Halfway between motor suggestions and cognitive suggestions we find challenge suggestions. In challenge suggestions, such as in arm rigidity, there are no movements produced by the participant and the available sensory evidence is low relatively to motor suggestions but there is still some available sensory evidence such as muscular activity signals. During an arm rigidity suggestion we can distinguish different profiles of participants according to the way they conform to the suggestion (Winkel, Younger, Tomcik, Borckardt, & Nash, 2006). Among the participants passing the suggestion, some of them show main activation (as measured by electromyogram or EMG) of both the biceps and triceps thus producing antagonist activity while other participants show main activation of the triceps only. Participants failing the suggestion, bending their arm, show little activation of their triceps (Winkel et al., 2006).
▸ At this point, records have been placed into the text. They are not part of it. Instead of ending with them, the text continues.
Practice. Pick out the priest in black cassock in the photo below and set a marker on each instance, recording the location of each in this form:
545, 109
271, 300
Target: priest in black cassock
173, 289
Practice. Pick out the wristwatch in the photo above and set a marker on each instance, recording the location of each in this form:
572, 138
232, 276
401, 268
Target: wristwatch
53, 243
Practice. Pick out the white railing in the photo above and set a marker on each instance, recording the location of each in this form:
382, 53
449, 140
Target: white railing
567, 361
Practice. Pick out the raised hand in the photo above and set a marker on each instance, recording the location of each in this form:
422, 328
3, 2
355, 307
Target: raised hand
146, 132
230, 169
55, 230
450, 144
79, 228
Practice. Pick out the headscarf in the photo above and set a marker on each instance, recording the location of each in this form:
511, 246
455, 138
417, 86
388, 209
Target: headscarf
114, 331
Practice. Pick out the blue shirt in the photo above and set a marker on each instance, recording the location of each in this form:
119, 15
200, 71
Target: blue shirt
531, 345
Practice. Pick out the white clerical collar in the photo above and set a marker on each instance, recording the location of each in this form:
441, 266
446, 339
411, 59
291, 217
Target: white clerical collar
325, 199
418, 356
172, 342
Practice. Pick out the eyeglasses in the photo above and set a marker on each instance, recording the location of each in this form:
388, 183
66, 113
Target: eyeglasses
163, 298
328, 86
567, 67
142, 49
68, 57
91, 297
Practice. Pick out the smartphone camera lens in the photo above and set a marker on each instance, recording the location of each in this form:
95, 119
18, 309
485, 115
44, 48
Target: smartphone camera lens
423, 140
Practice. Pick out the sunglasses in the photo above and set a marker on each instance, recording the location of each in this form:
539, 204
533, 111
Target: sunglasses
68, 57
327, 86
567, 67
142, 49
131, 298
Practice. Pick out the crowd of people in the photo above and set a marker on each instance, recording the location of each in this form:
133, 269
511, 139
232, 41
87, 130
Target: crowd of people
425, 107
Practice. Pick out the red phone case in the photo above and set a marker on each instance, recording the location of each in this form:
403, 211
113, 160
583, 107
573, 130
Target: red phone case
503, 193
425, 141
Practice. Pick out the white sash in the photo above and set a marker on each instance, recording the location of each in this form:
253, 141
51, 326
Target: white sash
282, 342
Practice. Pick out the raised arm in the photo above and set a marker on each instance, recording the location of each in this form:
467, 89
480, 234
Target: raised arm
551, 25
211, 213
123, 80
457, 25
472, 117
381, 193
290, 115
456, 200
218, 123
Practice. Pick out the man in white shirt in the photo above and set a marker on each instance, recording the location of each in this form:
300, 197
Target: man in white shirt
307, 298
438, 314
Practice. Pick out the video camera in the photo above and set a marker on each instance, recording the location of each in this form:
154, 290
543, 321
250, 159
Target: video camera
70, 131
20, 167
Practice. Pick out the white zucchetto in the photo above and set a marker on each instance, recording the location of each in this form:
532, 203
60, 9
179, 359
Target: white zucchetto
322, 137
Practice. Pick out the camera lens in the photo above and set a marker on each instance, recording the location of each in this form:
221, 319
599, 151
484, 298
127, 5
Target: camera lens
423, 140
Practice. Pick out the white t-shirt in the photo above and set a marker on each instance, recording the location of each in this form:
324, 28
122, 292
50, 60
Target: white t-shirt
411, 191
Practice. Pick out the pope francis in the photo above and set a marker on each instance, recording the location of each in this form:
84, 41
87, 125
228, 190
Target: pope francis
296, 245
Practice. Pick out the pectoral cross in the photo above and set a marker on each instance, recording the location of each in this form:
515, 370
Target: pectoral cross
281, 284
We can hypothesise that the arm rigidity suggestion creates the prior that the arm in unbendable (henceforth, unbendable-prior) and that inter-individual differences can still be explained by inter-individual differences in setting the gain on priors. Challenge suggestions are easier than cognitive suggestions, such as hallucination suggestions, because the predictions generated by the prior can be validated by available actual sensory evidence but are more difficult than motor suggestions, such as magnetic hands, because the available sensory is more ambiguous (weak) than in the motor suggestions. The unbendable-prior can generate different sensory predictions, for instance that the triceps and biceps should both activate, as it is the case when we try to bend our arm blocked in something. It can also predict that the triceps only should activate, as it would be the case if our arm were really like an unbendable bar. So, the different strategies employed by the different profiles of participants passing the suggestion (i.e., trying to bend the arm or not trying at all) fit the unbendable-prior well.